Yes please.  Somebody file a followup if we want to fix this.  Heck, I'll even fix it if somebody else files the bug.

> > @@ +195,5 @@
> > >      if (sync) {
> > >        let stream = Cc["@mozilla.org/network/file-input-stream;1"]
> > >                     .createInstance(Ci.nsIFileInputStream);
> > >        stream.init(file, -1, -1, 0);
> > > +      addToPendingPings(file, stream, onLoad, onDone);
> > 
> > I don't think we ever call the sync branch of this code, and we never want
> > to in future. Can we trash it now?
> > 
> 
> Again, smells like scope creep, and something we might want to do in a
> follow-up...

Agreed.

> > ::: toolkit/components/telemetry/TelemetryPing.js
> > @@ +217,5 @@
> > >      } catch(e) {
> > >      }
> > >      if (!forSavedSession || hasPingBeenSent) {
> > >        ret.savedPings = TelemetryFile.pingsLoaded;
> > >      }
> > 
> > We either want the pingsOverdue and pingsDiscarded to be inside this if {},
> > or we want all three values to be always included in the ping. Nathan, I
> > think you added this condition?
> > 
> 
> Alright, let's wait to hear back from Nathan on that.

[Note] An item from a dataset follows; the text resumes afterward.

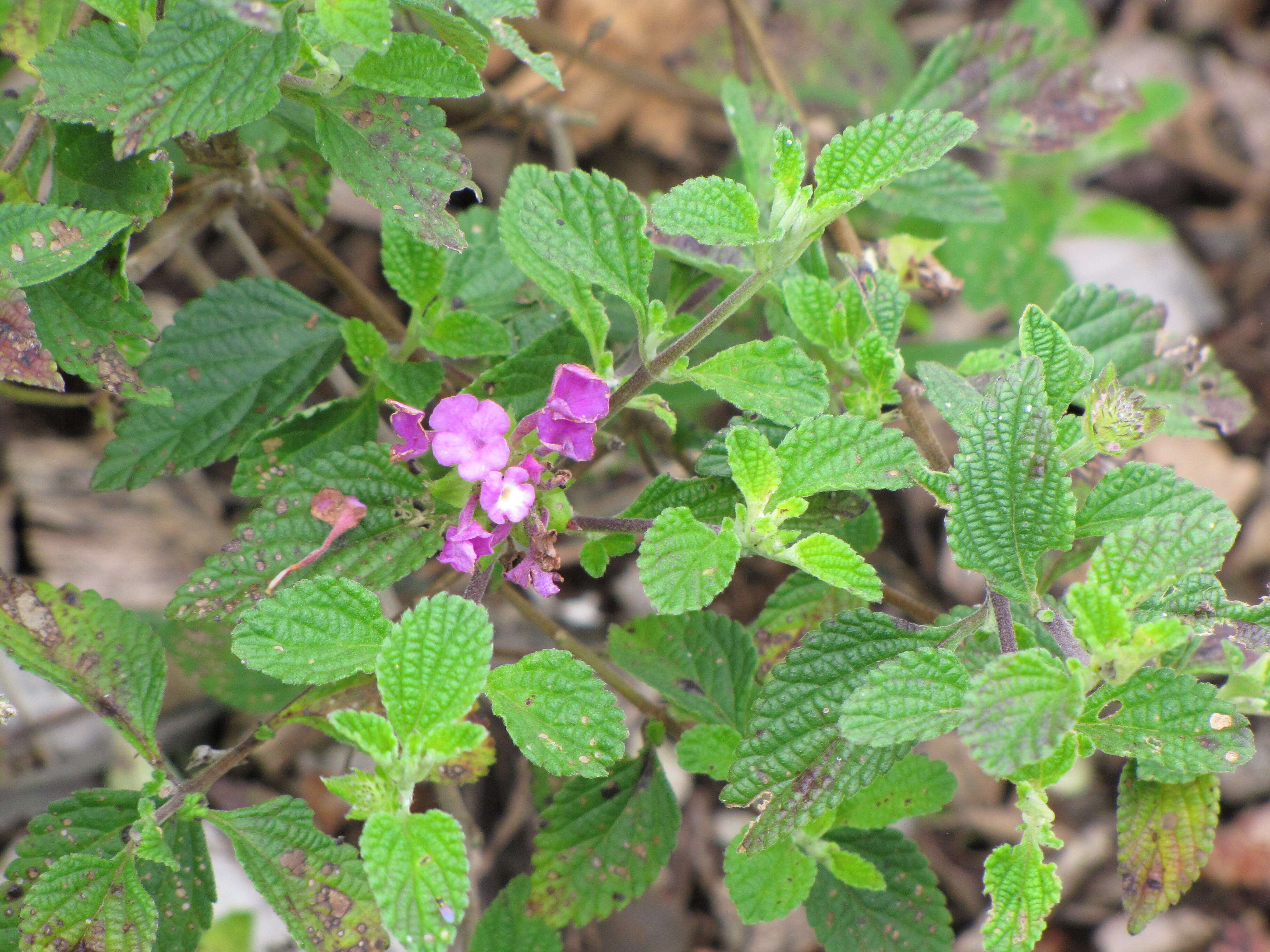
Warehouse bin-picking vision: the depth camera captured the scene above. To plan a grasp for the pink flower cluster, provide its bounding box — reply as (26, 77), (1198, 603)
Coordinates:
(389, 363), (608, 595)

Ah, Irving's right: we only want to add these measurements when we're submitting the first ping from a live session.  Please move pings{Overdue,Discarded} inside that if.

> > @@ +958,5 @@
> > >     */
> > >    observe: function (aSubject, aTopic, aData) {
> > >      switch (aTopic) {
> > >      case "profile-after-change":
> > > +      this.setup(aData == "testing");
> > 
> > Do we really want to change this to "testing"?
> > 
> 
> This is just my hacky way of not waiting for 1 minute before Telemetry loads
> its pings from disk. I could use another string if you'd like - just so long
> as we can signal to TelemetryPing.setup to shortcut the startup.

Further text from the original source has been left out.